La semaine dernière, les Philippines ont été ravagées par le typhon Haiyan. Devant la crise humanitaire, les ONG font appel à la générosité internationale. Facebook, qui compte plus des centaines de millions de membres dans le monde, a décidé d'agir comme une caisse de résonance en relayant le message de la Croix-Rouge.

Il a été décrit comme le typhon le plus violent de la saison cyclonique du nord-ouest de l'océan Pacifique et l'un des plus puissants jamais enregistrés. La semaine dernière, le typhon Haiyan (ou Yolanda) s'est abattu en Asie et a dévasté les Philippines sur son passage. Aujourd'hui, les Philippins pansent leurs plaies et enterrent leurs morts. Et ces derniers pourraient être nombreux : 2500 selon les dernières estimations.

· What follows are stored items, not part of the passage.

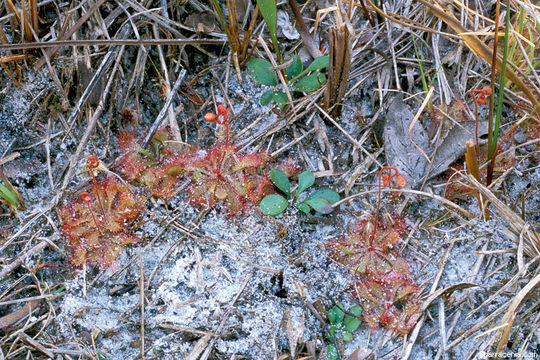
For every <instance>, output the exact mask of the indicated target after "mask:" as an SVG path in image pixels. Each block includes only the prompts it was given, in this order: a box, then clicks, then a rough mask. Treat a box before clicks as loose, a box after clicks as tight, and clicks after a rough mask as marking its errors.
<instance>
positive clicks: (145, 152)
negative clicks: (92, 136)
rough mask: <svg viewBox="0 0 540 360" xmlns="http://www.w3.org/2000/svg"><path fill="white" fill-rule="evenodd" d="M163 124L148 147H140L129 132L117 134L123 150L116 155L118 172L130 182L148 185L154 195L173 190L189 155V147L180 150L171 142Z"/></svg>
mask: <svg viewBox="0 0 540 360" xmlns="http://www.w3.org/2000/svg"><path fill="white" fill-rule="evenodd" d="M170 141H171V136H170V134H169V131H168V130H167V129H166V128H161V129H158V131H156V134H155V135H154V137H153V138H152V141H151V149H150V150H147V149H145V148H143V147H142V146H141V145H140V144H139V143H138V142H137V140H136V139H135V136H134V135H133V134H132V133H129V132H124V133H122V134H121V135H120V137H119V144H120V148H121V149H122V150H124V151H125V153H124V154H123V155H122V156H121V157H120V158H119V159H118V161H117V168H118V170H119V172H120V173H121V174H122V175H123V176H124V177H125V178H126V179H127V180H128V181H130V182H137V183H140V184H142V185H144V186H146V187H147V188H149V189H150V191H151V193H152V195H153V196H155V197H161V198H169V197H172V196H173V195H174V194H175V193H176V188H177V185H178V182H179V180H180V176H179V175H182V174H183V172H184V166H185V163H186V162H187V159H188V158H189V156H190V151H191V149H190V148H187V149H185V150H184V151H183V152H182V153H179V152H178V149H177V148H176V147H175V146H173V145H171V143H170Z"/></svg>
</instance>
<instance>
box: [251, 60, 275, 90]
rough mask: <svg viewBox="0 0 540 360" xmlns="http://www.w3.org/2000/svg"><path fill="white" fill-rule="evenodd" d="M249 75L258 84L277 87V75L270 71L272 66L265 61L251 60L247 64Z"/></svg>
mask: <svg viewBox="0 0 540 360" xmlns="http://www.w3.org/2000/svg"><path fill="white" fill-rule="evenodd" d="M247 68H248V71H249V74H250V75H251V77H252V78H253V80H255V81H256V82H258V83H261V84H263V85H268V86H276V85H277V76H276V73H275V72H273V71H272V70H270V69H271V68H272V64H271V63H270V62H269V61H267V60H264V59H259V58H251V60H249V62H248V63H247Z"/></svg>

Devant l'urgence humanitaire, de nombreuses initiatives ont été engagées afin de venir en aide aux survivants. Du côté des géants du net, Google a par exemple activé son outil de recherche (Person Finder) qui permet de fournir des informations sur un disparu ou d'en demander pour retrouver un proche. Le service a été utilisé dans des crises récentes, comme au Japon. La firme a aussi fait un don de 500 000 dollars.

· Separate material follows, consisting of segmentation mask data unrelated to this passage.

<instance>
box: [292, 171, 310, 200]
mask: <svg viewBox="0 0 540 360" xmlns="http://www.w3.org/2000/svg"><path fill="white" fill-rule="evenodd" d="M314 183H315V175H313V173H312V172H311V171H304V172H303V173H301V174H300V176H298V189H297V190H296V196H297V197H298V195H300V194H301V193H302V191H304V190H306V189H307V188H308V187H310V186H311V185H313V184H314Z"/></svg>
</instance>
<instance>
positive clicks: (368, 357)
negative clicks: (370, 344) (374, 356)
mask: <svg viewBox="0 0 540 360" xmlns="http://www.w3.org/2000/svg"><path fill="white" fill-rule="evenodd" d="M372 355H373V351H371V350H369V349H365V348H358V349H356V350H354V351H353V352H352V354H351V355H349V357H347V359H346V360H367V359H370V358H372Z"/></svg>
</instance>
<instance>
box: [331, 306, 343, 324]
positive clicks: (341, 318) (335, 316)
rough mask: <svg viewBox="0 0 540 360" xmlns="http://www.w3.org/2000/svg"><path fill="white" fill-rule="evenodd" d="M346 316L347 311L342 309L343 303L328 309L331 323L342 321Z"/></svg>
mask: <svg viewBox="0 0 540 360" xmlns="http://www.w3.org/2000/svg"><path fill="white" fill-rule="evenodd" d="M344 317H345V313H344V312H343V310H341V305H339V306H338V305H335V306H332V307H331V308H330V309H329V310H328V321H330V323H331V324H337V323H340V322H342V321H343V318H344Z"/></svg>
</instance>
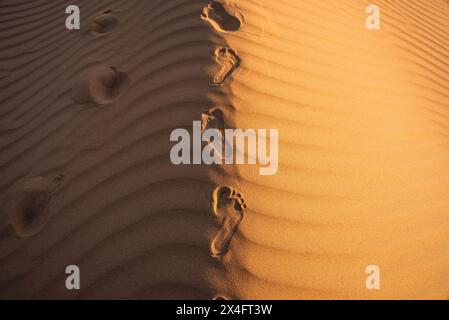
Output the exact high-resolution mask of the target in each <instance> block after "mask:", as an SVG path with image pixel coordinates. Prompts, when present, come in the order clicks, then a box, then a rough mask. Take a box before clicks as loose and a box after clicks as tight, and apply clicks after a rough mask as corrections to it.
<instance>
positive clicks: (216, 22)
mask: <svg viewBox="0 0 449 320" xmlns="http://www.w3.org/2000/svg"><path fill="white" fill-rule="evenodd" d="M201 18H202V19H203V20H204V21H207V22H209V23H210V24H211V25H212V27H213V28H214V29H215V30H217V31H218V32H235V31H238V30H239V29H240V27H241V25H242V24H243V17H241V16H240V17H239V15H238V14H236V16H234V15H232V14H230V13H228V11H226V9H225V8H224V7H223V5H222V4H221V3H218V2H213V3H211V4H209V5H208V6H207V7H205V8H204V9H203V13H202V14H201Z"/></svg>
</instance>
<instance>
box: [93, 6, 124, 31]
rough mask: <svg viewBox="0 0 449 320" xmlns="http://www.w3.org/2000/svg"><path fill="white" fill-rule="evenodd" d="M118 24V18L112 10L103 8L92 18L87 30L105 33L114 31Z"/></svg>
mask: <svg viewBox="0 0 449 320" xmlns="http://www.w3.org/2000/svg"><path fill="white" fill-rule="evenodd" d="M119 24H120V20H119V19H118V18H117V17H116V16H115V14H114V13H113V11H112V10H105V11H103V12H101V13H99V14H98V15H96V16H95V17H94V18H93V19H92V21H91V22H90V25H89V30H90V31H91V32H92V33H93V34H95V35H106V34H109V33H111V32H112V31H114V30H115V29H116V28H117V27H118V25H119Z"/></svg>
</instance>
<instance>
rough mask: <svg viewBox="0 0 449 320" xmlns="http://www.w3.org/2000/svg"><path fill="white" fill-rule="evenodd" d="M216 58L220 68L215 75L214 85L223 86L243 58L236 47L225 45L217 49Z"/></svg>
mask: <svg viewBox="0 0 449 320" xmlns="http://www.w3.org/2000/svg"><path fill="white" fill-rule="evenodd" d="M215 60H216V61H217V63H218V65H219V66H220V70H219V71H218V72H217V74H216V75H215V77H214V83H213V85H214V86H221V85H223V84H224V83H225V81H226V79H228V78H229V77H230V76H231V75H232V73H233V72H234V71H235V70H236V69H237V68H238V67H239V66H240V63H241V60H240V58H239V56H238V55H237V53H236V52H235V50H234V49H231V48H225V47H223V48H218V49H217V50H215Z"/></svg>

De son côté, Facebook s'est engagé pour la première fois sur le terrain de la crise humanitaire en invitant ses membres à faire un geste pour pour soutenir les Philippines. Les usagers qui se connectent au réseau social peuvent ainsi constater un encart apparaissant en haut du site consacré au mouvement international de la Croix-Rouge et du Croissant-Rouge.

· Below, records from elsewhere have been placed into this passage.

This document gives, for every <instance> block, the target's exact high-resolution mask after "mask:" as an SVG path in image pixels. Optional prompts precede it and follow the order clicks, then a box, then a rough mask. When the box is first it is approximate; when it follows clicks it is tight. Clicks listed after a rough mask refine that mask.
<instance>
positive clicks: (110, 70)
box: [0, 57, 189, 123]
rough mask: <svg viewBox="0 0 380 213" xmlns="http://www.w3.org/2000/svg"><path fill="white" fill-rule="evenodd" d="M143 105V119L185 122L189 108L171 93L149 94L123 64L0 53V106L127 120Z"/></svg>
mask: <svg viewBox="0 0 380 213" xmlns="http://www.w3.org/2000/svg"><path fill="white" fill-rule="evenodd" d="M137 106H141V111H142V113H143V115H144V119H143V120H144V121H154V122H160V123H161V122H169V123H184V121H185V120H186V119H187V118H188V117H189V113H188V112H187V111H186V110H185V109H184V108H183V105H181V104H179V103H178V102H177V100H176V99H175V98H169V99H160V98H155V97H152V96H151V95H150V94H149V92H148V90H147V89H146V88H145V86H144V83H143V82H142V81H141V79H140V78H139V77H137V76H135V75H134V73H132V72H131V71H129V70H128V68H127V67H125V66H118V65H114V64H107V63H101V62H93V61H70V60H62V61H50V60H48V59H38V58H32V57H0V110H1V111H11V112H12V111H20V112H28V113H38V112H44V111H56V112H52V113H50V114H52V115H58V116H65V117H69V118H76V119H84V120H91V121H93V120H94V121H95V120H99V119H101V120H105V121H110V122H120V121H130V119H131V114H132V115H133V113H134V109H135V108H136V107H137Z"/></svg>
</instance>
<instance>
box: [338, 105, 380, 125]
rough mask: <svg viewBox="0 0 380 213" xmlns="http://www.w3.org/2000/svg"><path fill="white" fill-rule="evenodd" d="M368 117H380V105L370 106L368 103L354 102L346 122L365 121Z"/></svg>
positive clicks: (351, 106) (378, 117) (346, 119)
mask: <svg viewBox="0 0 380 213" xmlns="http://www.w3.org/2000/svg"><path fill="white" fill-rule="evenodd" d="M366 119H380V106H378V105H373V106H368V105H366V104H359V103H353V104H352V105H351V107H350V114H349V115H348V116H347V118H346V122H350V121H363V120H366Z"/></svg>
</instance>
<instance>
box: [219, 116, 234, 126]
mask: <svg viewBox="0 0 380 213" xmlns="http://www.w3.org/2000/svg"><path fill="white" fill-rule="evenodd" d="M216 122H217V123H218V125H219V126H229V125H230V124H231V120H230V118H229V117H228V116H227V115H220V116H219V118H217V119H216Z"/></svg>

L'impact de Facebook dans la réponse humanitaire pourrait être notable, dans la mesure où le site est fréquenté par des centaines de millions d'utilisateurs à travers le monde. L'alerte publiée sur chaque profil pourrait ainsi générer plus de dons, notamment du côté des réfractaires en s'adressant directement à eux. En la matière, Facebook peut tout à fait servir de caisse de résonance.

Facebook fixe le montant du don à 10 euros, ce qui est relativement modeste en comparaison des paliers fixés par les ONG humanitaires. Ceux voulant contribuer plus fortement pourront toujours se tourner vers des structures spécialisées, comme Médecins sans frontières, la Croix-Rouge française ou encore le Secours populaire.